Die Angebotsmenge lag mit rd. 1.181 Festmeter rund 30 % über dem Vorjahresniveau. Aus den Forstbetrieben wurden bei den einzelnen Baumarten folgende Positionen bereitgestellt:

  • 508 fm Fichten-Blochhölzer in 418 Losen
  • 389 fm Kiefern-Blochhölzer in 490 Losen
  • 142 fm Lärchen-Blochhölzer in 128 Losen
  • 135 fm Douglasien-Blochhölzer in 78 Losen
  • 7 fm Tannen-Blochhölzer in 6 Losen

Dieses Jahr umfasste der Bieterkreis 16 Interessenten aus Deutschland und dem benachbarten Österreich und war damit minimal geringer als im letzten Jahr (17). Die beworbenen Hölzer konnten insgesamt zu sehr guten Preisen zugeschlagen werden, wobei erfreulicherweise nur 32 Lose (35 fm; 3%) ohne Gebot blieben. Lediglich ein Bieter bekam keinen Zuschlag.

Der Durchschnittspreis lag mit 203 €/fm auf einem sehr guten Niveau. Im Vergleich zum Vorjahr ging er um 5 €/fm zurück. Herausragend ist vor allem die Steigerung des Durchschnittspreises der Lärche (+ 50 €/fm).Dies spiegelte sich auch im teuersten Stamm, der sogenannten "Braut", wider. Die "Braut" aus dem Staatswald kam dieses Jahr aus dem Forstbetrieb Pegnitz. Das 74 cm starke Lärchenbloch erzielte mit 606 €/fm das höchste Gebot. Käufer war ein Furnierholzkunde aus Österreich.

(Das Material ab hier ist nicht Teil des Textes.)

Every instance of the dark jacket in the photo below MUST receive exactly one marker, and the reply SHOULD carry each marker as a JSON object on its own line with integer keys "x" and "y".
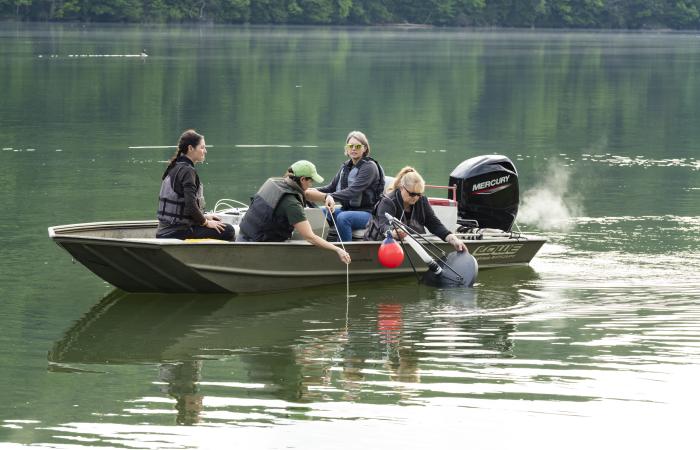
{"x": 181, "y": 198}
{"x": 357, "y": 187}
{"x": 422, "y": 217}
{"x": 260, "y": 223}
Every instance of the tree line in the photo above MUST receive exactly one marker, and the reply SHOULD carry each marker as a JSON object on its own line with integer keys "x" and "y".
{"x": 603, "y": 14}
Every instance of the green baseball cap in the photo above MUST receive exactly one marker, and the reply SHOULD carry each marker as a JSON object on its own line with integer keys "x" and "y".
{"x": 306, "y": 168}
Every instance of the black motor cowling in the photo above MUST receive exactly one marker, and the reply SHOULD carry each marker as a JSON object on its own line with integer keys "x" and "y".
{"x": 487, "y": 191}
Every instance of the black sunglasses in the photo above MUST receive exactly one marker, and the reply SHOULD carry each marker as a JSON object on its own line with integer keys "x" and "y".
{"x": 413, "y": 194}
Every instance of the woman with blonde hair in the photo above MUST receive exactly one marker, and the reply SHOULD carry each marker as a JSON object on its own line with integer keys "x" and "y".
{"x": 406, "y": 201}
{"x": 357, "y": 186}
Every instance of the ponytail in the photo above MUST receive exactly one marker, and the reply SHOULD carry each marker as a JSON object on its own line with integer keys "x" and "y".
{"x": 189, "y": 137}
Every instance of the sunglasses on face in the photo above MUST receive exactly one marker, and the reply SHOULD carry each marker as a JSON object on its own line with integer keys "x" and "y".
{"x": 413, "y": 194}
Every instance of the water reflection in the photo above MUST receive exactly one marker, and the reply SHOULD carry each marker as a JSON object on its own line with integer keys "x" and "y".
{"x": 319, "y": 348}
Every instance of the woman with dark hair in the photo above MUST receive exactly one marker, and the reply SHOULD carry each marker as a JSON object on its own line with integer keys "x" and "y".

Bei gestiegener Angebotsmenge wurde ein leichter Rückgang der Durchschnittserlöse bei Fichte, Douglasie und Kiefer im Vergleich zum Vorjahr verzeichnet. Bei Tanne stieg sowohl die Angebotsmenge als auch der Durchschnittserlös.

Die Verkäuferseite ist mit dem Ergebnis sehr zufrieden und bedankt sich bei allen Kunden für das große Interesse und die zahlreichen Gebote.